Every year, we mix in nacho cheese dip with appropriate food coloring. Green or mud would work for you. we have a dedicated femer drilled, hot-glued with a ladle
You can find bluerunner red beans in a can, which is also carried by sams. served with white lice
we always do a death cake, which you could easily decorate as a Louisiana cemetery which has raised crypts (dirt cake receipe)
Meat on a stick--call it gator with a sauce picayune (sweet and hot)
fried boudin balls--call them eyeballs (put a couple of ebay eyeballs in the serving tray)
all vampire stuff flows from ann rice and is easily incorporated
feel free to pm me with other ideas


----------



## Halloweenie1 (Sep 28, 2008)

Here are a few recipes. *Have fun!**H1*

View attachment 11976


*Roast Beef Po'Boy with Debris Gravy 
* (very popluar sandwich served at Parasol's, in the Garden District of New Orleans)








Recipe here: http://www.nolacuisine.com/2005/10/25/roast-beef-po-boy-debris-gravy/

*Crawfish boil *









*Bayou BBQ SHrimp (so yum and it's easy to make)*








Ingredients
4 pounds unpeeled, large fresh shrimp 
1/2 cup butter
1/2 cup olive oil
1/4 cup chili sauce
1/4 cup Worcestershire sauce
2 lemons, sliced
4 garlic cloves, chopped
2 tablespoons Creole seasoning
2 tablespoons lemon juice
1 tablespoon chopped parsley
1 teaspoon paprika
1 teaspoon oregano
1 teaspoon ground red pepper
1/2 teaspoon hot sauce
Crusty French bread

Spread shrimp in a shallow, aluminum foil-lined broiler pan.

Combine butter and next 12 ingredients in a saucepan over low heat, stirring until butter melts, and pour over shrimp. Cover and chill 2 hours, turning shrimp every 30 minutes.

Bake, uncovered, at 400° for 15 to 17 minutes; turn once. Serve with crusty bread.(Can serve with a green salad and corn on the cob.)
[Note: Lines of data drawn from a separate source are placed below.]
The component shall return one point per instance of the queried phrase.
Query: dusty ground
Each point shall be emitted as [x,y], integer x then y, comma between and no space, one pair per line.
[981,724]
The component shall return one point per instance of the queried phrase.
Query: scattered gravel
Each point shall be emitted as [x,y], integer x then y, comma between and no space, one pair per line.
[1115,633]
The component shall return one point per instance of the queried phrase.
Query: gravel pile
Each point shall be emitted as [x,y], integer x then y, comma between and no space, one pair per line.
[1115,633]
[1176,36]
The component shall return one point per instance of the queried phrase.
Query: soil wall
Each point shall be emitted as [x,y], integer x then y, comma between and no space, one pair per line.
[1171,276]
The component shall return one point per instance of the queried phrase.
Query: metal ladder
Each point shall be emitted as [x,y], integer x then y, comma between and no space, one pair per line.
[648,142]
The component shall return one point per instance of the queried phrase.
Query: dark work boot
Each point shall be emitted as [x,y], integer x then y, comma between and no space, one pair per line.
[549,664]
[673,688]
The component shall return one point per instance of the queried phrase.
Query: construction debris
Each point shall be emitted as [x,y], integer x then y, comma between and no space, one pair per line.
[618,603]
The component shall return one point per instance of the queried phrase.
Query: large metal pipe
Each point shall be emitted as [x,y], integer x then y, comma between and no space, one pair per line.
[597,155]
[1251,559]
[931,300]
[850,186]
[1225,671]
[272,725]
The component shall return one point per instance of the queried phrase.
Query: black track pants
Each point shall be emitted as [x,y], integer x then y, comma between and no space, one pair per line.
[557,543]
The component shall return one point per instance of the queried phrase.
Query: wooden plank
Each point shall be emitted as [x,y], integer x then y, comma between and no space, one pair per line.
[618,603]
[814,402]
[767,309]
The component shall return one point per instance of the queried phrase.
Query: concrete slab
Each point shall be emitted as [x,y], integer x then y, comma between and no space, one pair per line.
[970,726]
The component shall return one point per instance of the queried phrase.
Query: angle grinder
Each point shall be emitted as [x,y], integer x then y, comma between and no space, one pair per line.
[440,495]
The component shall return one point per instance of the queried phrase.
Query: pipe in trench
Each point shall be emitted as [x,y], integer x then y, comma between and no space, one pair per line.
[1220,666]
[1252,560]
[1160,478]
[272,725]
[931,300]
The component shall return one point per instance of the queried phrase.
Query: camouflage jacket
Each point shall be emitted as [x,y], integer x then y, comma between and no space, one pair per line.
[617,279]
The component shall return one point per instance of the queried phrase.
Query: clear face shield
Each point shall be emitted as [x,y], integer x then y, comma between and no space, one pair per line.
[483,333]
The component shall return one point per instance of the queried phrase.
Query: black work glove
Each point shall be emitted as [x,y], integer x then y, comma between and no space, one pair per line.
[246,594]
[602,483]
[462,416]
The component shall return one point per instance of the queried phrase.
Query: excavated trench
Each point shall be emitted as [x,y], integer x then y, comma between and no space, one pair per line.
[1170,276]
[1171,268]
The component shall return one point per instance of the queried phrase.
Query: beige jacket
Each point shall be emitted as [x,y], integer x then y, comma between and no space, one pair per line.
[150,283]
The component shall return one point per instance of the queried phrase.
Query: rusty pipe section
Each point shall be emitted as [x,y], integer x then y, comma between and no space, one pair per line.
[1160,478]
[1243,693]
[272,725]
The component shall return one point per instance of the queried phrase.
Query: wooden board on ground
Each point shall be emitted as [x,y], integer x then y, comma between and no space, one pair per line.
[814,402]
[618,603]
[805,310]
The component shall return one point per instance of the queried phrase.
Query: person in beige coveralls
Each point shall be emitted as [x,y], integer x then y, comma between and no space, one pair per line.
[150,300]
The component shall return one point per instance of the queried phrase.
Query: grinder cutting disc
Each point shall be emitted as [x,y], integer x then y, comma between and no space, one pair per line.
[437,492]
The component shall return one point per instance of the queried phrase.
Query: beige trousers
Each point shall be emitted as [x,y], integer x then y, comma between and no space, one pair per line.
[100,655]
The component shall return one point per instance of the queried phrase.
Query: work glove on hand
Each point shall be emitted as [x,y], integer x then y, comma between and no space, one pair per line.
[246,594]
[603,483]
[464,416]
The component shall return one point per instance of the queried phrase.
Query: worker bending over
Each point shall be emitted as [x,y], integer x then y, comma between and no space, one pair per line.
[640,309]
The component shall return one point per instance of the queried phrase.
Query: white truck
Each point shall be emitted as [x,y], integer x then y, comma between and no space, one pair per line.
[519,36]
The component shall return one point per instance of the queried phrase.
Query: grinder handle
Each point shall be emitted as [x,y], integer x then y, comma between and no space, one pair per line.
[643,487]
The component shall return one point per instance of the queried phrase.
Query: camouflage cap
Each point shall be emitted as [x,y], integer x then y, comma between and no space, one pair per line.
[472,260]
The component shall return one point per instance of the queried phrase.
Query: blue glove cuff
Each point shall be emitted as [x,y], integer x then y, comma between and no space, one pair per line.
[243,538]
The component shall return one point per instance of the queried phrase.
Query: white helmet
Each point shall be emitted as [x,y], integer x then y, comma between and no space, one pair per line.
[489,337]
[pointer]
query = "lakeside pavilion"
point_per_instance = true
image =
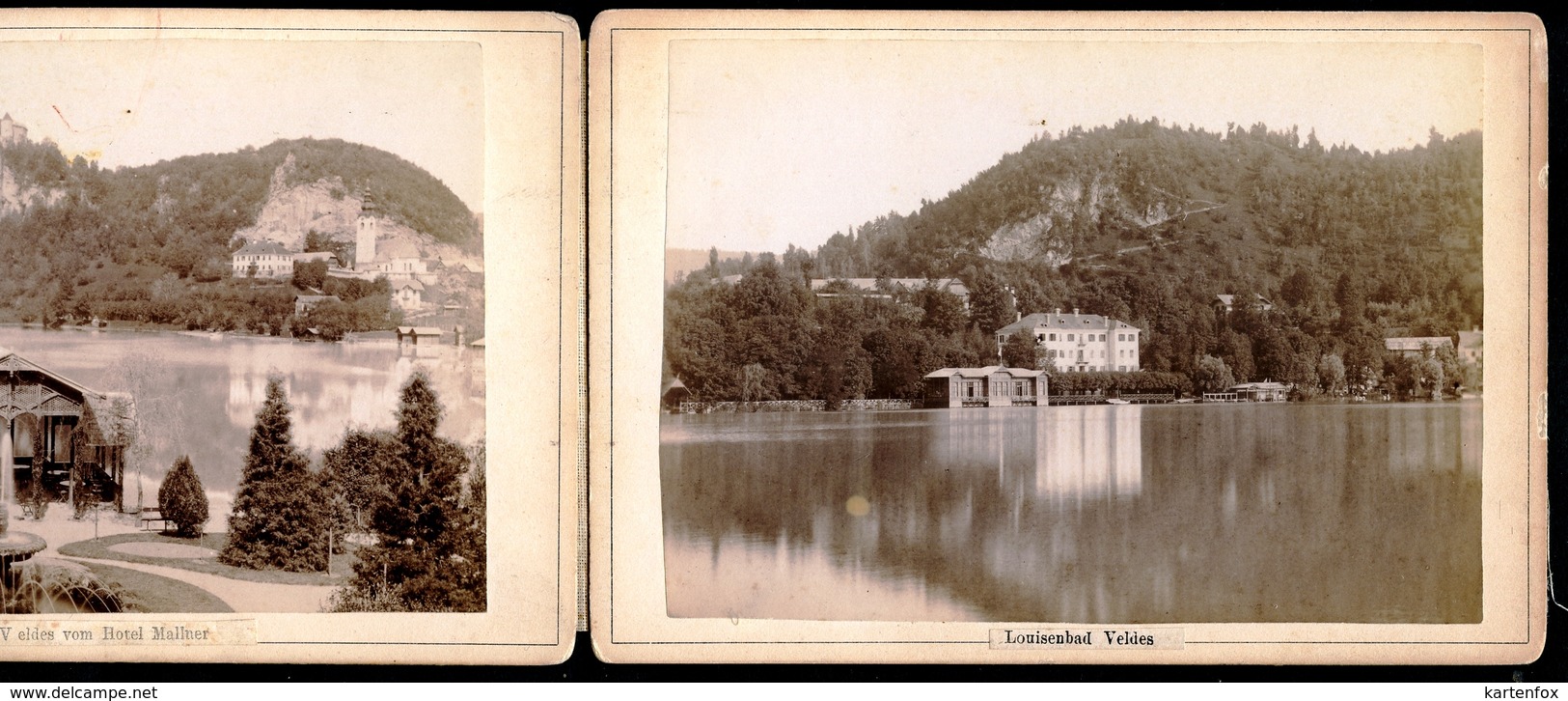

*And an alligator shaped cake......*


----------



## Tannasgach (Nov 1, 2009)

Cool Cake!! 

I'm having a Voodoo on the Bayou theme. I thought of making jambalaya but decided to go with traditional appetizer finger foods with a Louisiana twist. I'll be having 40-50 guests, including 20 teenagers (16-17 yrs old). I want everything premade with last minute minimal fuss.

My menu:

VOODOO ON THE BAYOU MENU

Table:
Brown tablecloth covered with green creepy cloth, swamp grass centerpiece with skull flowers, insects, snakes, frogs, lizards, etc…

Party Food:
Swamp Dip – spinach dip in pumpernickel round
Upchuck Chunks (?) – cheese cubes and sliced andouille sausage
Swamp Witch Head – skewered veggies on styro head, veg face, spinach strands, dip
Alligator Eggs – deviled eggs tinted green with black olives
Muffaletta Minis – ham, salami, cheese subs with olive mix; half plain w/ Creole mustard on side
Deadmeat Balls – meatballs with cajun seasoning, peach preserves and BBQ sauce
Creepy Cajun Crab Dip – baked crab dip/crackers
Slimy Shrimp – marinated shrimp 
Bayou Bites – mini quiche or stuffed mushrooms
Poisoned Pus – cream cheese covered with New Orleans Tiger sauce
Gator Heads – pickles, olives








Snacks – potato chips, pretzels, nuts

Desserts:
Skull cupcakes – vanilla cupcakes with skull heads
Slime Balls - mini brownies with green glaze
Pecan Pie Bars
Roaches – dates stuffed with cream cheese mixed with cointreau and walnuts
Ear Wax – butterscotch dipped mini marshmallows on stick
Rotten Sweets - candy bowl with mini mice
Viper Tongues - black licorice strips 

Drinks:
Hurricanes (alcoholic) – beverage dispenser
Swamp Scum – (non-alcoholic) sherbet fruit punch
Mulatto Milkshakes – vanilla shake with chocolate syrup
Beer, wine, soda, water
Jello Shots

I copied and pasted my menu so if you have any questions or need recipes just ask.


----------



## mr_synical (Jul 24, 2007)

Junit beat me to it. My stuff is under the 'Boo Orleans Halloween Bash' link.


----------



## Halloweenie1 (Sep 28, 2008)

Tannasgach said:


> Cool Cake!!
> 
> Gator Heads – pickles, olives


*
The alligator heads are cute! Great idea*.*H1*


----------



## Tannasgach (Nov 1, 2009)

mr_synical said:


> Junit beat me to it. My stuff is under the 'Boo Orleans Halloween Bash' link.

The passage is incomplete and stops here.